A medieval village with a Romanesque jewel inside its walls

Castello di Querceto e Pieve di San Giovanni Battista

Querceto Castle is one of the best-preserved medieval villages in Montecatini Val di Cecina, standing on a rocky spur of Colle Montaneo and documented since the eleventh century as belonging to the Diocese of Massa Marittima. The earliest records date to the late twelfth century, when it was held by the nobles of Querceto, later ceded to the Bishops of Volterra through the diplomas of Henry VI in 1186 and Frederick II in 1224, and finally placed under the free control of the Municipality of Volterra on 20 August 1252. Its importance was both military and economic: it could provide up to 600 armed men to the Municipality of Volterra, while the subsoil contained copper, silver, mercury and the so-called moie, saline water springs.

The village suffered dramatic events in the fifteenth century, including the sack of 1431 by the troops of the Duke of Milan and the near-total destruction of 1447 by Alfonso of Aragon’s forces, who razed all the houses and spared only the castle. In 1543 the Lisci family settled in Querceto and remained owners until 1814, when the village passed by inheritance to Carlo Leopoldo Ginori. The castle visible today was built in the early twentieth century at the initiative of Count Lorenzo Ginori, who in 1907 decided to rebuild a family residence on the site of the former medieval noble house.
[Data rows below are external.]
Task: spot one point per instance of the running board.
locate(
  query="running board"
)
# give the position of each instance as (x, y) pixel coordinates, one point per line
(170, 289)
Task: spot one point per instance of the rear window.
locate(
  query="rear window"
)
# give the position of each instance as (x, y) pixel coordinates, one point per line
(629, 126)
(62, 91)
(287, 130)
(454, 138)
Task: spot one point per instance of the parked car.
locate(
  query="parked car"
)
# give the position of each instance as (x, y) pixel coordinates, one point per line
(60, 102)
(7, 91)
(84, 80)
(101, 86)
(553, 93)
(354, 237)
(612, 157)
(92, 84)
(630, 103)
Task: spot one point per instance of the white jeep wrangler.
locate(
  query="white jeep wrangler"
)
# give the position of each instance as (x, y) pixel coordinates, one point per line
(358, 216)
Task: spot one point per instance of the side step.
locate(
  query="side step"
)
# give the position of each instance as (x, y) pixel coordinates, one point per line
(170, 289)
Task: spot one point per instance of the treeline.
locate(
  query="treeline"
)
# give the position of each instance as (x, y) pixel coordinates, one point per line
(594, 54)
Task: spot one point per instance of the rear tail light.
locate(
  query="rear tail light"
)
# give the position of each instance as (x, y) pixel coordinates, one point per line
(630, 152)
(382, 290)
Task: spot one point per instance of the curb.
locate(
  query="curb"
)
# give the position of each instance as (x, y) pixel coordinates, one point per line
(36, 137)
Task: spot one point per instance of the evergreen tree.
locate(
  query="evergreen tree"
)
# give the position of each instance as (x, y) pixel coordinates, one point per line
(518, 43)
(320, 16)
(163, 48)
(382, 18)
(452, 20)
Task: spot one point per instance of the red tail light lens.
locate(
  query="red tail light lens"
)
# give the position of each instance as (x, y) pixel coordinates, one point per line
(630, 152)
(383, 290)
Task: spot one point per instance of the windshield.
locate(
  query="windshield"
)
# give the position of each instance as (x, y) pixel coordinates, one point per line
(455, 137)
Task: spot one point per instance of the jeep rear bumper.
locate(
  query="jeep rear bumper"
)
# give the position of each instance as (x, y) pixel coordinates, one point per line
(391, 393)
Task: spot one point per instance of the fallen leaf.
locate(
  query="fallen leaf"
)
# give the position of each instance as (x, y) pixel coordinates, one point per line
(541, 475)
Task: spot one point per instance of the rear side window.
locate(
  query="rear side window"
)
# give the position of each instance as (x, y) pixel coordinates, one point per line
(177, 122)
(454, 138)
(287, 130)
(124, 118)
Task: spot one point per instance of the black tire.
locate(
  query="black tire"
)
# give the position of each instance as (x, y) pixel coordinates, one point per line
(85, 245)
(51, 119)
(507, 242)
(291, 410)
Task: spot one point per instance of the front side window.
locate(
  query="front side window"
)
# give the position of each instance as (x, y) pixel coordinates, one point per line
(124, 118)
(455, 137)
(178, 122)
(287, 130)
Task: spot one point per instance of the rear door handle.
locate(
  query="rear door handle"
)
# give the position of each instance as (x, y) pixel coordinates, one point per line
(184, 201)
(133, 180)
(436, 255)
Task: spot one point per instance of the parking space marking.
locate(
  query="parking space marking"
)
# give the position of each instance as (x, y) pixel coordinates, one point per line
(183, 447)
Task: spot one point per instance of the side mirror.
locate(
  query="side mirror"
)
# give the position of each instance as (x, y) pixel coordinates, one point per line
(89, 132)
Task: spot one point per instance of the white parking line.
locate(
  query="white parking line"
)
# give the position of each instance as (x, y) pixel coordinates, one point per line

Inside the village stands the Pieve of San Giovanni Battista, built in the thirteenth century within the castle walls in place of an older church in the open countryside. First documented in 1231, the pieve is a gabled building made of regular courses of small sandstone blocks, with a simple portal topped by a Ginori manufactory maiolica from the early twentieth century. The single-nave interior, originally ending in a semicircular apse now replaced by a square choir, includes a transept whose capitals show remarkable decorative variety, with large aquatic leaves and tendrils, while the right-hand semi-column capital bears the symbols of the evangelists Mark, Matthew and John.